Click to See Complete Forum and Search --> : Is it Unicode or Not ??


Bruce Hearder
May 15th, 1999, 04:35 AM
Hi all,

I have just started off programming with MFC, and I am trying to find a way to programatically determine if a file I am reading in (text file), is in UNICODE format or not..

Does anyone know of any code snippets that might show me how to do this ?

Any suggestions would be extremely appreciated..

Many thanks

Bruce Hearder
Perth, Australia

Rob Wainwright
May 17th, 1999, 03:49 PM
If it is just english strings within the text file, every odd character will be a null. However, if it is a real Unicode file all characters are potentially being used (and therefore it is going to be very difficult to tell).

Mark Veldt
June 22nd, 1999, 06:50 AM
I use this to determine if it is a textfile:
Returns in three ways (SUCCESS, FAILURE, IS_UNICODE)
Hope this helps

Mark


int is_text_file(LPSTR szFile)
{
FILE *stream;
int ch;

if (file_exists(szFile)!=SUCCESS)
{
return FAILURE;
}

int is_text = SUCCESS;
/* Open file to read */
if( (stream = fopen( szFile, "r" )) == NULL )
{
fclose( stream );
return FAILURE;
}

/* Read characters */
ch = fgetc( stream );
if (ch == 255)
{ //Unicode
while ((is_text==SUCCESS)&&( feof( stream ) == 0 ))
{
ch = fgetc( stream );
ch = fgetc( stream );
if ((ch < 9)&&(ch != EOF))
is_text = FAILURE;
}
if (is_text == SUCCESS)
{
is_text = IS_UNICODE;
}

}
else
{ //Ascii
while ((is_text==SUCCESS)&&( feof( stream ) == 0 ))
{
ch = fgetc( stream );
if ((ch < 9)&&(ch != EOF))
is_text = FAILURE;
}
}

fclose( stream );
return is_text;
}

David Smulders
December 27th, 2002, 03:02 PM
if (IsTextUnicode(UniString,Length,NULL))
{
AfxMessageBox("This is a UNICODE FILE");
}



http://msdn.microsoft.com/library/default.asp?url=/library/en-us/intl/unicode_81np.asp

Sam Hobbs
December 28th, 2002, 12:17 PM
I think there are samples (at least one sample) in the samples provided with VC. People often forget to look at those samples. I forget what sample but the two most likely are SUPERPAD and WORDPAD.

Sam Hobbs
December 28th, 2002, 03:19 PM
Originally posted by AlanMason
Hi,
Rob is correct in general. Without some convention to flag Unicode files, it would require elaborate heuristics to tell reliably. You would have to test the encodings for a number of common languages (Chinese, Russian, Arabic, etc.), both the traditional code page encodings as well as a possible unicode encoding. And of course, we're assuming we have a text (not binary) file here in the first place.

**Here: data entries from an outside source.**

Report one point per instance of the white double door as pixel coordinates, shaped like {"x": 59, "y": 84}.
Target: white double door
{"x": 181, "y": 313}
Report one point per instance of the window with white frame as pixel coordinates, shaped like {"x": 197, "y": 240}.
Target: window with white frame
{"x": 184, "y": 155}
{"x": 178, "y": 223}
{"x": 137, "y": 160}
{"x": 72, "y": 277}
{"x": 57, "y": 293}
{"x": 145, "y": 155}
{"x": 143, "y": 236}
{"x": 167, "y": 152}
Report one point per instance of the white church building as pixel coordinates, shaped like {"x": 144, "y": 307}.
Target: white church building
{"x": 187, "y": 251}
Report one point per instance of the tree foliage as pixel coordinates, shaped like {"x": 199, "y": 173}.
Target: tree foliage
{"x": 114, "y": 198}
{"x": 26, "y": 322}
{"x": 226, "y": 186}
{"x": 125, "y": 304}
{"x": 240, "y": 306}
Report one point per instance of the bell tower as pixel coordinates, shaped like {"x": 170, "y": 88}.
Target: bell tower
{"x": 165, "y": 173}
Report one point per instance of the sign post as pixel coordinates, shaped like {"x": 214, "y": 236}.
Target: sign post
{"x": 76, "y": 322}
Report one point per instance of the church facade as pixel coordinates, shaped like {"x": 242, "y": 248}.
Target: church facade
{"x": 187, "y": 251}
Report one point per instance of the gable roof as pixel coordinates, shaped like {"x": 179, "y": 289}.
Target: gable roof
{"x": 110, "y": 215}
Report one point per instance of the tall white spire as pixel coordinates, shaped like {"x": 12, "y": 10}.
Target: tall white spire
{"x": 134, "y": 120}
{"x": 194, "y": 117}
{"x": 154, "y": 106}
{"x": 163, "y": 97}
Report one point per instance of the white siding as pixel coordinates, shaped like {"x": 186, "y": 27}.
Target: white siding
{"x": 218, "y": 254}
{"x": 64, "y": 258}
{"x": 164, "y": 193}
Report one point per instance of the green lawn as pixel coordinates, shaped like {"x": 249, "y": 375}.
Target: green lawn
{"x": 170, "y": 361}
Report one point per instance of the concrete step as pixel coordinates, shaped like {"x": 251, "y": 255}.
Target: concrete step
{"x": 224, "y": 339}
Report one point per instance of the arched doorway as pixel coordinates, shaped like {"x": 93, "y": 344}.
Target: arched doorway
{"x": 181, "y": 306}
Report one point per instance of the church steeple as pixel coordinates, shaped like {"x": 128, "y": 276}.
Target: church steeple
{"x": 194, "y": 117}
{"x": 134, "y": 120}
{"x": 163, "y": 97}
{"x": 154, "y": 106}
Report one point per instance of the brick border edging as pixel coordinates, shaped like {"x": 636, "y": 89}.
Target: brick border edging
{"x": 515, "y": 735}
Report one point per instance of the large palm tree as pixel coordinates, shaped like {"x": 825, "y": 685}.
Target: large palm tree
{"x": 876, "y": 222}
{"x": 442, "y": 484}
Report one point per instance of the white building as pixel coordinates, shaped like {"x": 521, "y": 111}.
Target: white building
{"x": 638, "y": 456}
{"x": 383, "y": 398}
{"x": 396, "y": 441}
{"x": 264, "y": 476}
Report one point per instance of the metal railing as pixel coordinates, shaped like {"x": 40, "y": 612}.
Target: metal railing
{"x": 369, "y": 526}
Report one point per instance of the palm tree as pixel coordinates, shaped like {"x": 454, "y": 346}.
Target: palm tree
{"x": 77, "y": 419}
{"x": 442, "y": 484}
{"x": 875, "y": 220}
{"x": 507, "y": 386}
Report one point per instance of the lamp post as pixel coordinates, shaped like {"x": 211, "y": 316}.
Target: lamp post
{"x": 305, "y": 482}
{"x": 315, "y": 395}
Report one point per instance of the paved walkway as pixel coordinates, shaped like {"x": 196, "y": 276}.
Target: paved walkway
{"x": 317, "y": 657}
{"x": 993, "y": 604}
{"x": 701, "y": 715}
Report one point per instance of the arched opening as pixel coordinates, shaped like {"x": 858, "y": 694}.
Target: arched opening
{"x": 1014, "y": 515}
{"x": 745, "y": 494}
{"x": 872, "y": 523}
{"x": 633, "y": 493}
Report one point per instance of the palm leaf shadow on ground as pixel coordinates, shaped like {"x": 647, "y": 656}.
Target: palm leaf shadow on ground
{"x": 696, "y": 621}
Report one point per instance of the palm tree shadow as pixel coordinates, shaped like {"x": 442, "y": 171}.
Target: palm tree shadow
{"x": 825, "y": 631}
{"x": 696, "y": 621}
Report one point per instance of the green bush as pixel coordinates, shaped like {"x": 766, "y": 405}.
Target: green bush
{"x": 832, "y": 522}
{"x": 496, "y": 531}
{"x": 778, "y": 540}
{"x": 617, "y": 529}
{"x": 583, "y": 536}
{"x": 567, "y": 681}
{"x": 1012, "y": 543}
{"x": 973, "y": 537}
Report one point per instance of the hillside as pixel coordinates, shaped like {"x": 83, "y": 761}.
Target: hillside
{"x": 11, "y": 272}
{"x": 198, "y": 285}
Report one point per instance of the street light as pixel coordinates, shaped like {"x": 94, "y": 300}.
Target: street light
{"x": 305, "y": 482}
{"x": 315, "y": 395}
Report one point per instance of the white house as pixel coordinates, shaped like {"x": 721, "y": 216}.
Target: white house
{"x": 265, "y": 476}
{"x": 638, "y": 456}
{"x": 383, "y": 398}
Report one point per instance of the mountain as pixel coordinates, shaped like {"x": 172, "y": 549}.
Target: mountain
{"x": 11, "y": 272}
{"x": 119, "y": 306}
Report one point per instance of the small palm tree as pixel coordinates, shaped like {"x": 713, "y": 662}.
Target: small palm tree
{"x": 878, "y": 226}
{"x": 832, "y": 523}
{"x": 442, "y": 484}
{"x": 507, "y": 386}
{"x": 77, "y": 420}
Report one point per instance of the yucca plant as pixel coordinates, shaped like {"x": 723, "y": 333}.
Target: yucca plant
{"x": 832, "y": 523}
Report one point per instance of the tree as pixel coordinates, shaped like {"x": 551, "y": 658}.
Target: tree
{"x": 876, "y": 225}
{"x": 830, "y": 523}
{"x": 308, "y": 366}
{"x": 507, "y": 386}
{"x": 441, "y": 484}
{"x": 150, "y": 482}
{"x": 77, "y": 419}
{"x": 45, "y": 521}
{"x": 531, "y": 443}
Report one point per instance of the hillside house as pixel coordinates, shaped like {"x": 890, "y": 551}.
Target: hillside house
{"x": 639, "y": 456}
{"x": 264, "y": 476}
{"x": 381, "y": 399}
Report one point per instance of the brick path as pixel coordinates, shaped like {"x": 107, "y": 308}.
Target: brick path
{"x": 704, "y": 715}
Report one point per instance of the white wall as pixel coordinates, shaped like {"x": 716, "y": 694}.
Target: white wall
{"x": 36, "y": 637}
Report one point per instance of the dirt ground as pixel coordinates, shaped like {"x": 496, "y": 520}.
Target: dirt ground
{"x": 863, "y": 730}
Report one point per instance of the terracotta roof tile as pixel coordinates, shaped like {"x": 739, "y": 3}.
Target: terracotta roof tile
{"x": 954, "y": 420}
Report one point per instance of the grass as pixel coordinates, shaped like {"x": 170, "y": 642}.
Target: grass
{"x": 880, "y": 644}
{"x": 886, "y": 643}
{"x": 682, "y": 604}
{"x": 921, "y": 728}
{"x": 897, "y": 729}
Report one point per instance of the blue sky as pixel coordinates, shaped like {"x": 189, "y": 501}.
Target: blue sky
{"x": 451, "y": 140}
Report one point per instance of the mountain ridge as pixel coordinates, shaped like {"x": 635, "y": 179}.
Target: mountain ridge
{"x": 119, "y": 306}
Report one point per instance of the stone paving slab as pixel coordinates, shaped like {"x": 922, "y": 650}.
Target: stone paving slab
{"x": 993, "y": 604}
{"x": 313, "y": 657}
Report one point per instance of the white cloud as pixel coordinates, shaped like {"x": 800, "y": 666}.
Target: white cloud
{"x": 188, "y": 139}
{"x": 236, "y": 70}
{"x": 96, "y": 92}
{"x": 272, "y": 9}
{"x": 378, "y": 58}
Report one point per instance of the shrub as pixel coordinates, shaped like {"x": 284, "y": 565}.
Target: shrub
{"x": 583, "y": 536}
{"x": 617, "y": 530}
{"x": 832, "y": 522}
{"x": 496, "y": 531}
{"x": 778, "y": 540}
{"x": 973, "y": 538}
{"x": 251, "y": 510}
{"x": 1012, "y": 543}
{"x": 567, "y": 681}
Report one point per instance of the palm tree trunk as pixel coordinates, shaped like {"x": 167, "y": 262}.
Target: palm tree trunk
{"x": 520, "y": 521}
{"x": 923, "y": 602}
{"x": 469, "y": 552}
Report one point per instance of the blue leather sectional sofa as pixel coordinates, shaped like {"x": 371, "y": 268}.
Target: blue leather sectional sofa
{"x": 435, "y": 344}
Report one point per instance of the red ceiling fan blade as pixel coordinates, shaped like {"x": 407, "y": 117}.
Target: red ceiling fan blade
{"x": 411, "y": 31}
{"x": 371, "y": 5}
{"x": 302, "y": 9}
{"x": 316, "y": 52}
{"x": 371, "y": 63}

There is a convention that is increasingly used and may (I hope) become universal. This is the prepending of a Byte Order Mark (BOM) to the start of the file. Since unicode uses two bytes per glyph, byte order is very important if garbling is to be avoided (Intel machines are little-endian, most others are big-endian). The BOM tells the receiving end which byte order to use. The BOM is FEFF for big-endian, FFFE for little-endian. If everyone used this convention, all you'd need to do is check for a BOM at the start of the file. This works because the bytes FEFF, FFFE are not used in any encoding of any human text, though of course it fails for binary files.

I use heuristics for tests on unicode files that don't use the BOM convention. For example, html or xml files always contain markup code in English (this too may eventually change). So you can test for tags and then see whether the odd bytes are 0 or not. The Unicode Consortium (http://unicode.org) "is responsible for defining the behavior and relationships between Unicode characters, and providing technical information to implementers". In the "Specials" Code Chart is the following:FFFE <not a character>
• the value FFFE is guaranteed not to be a Unicode character at all
• may be used to detect byte order by contrast with FEFF which is a characterI was going to say something also about that character but I am nearly certain that the VC sample(s) use that character in the manner you describe.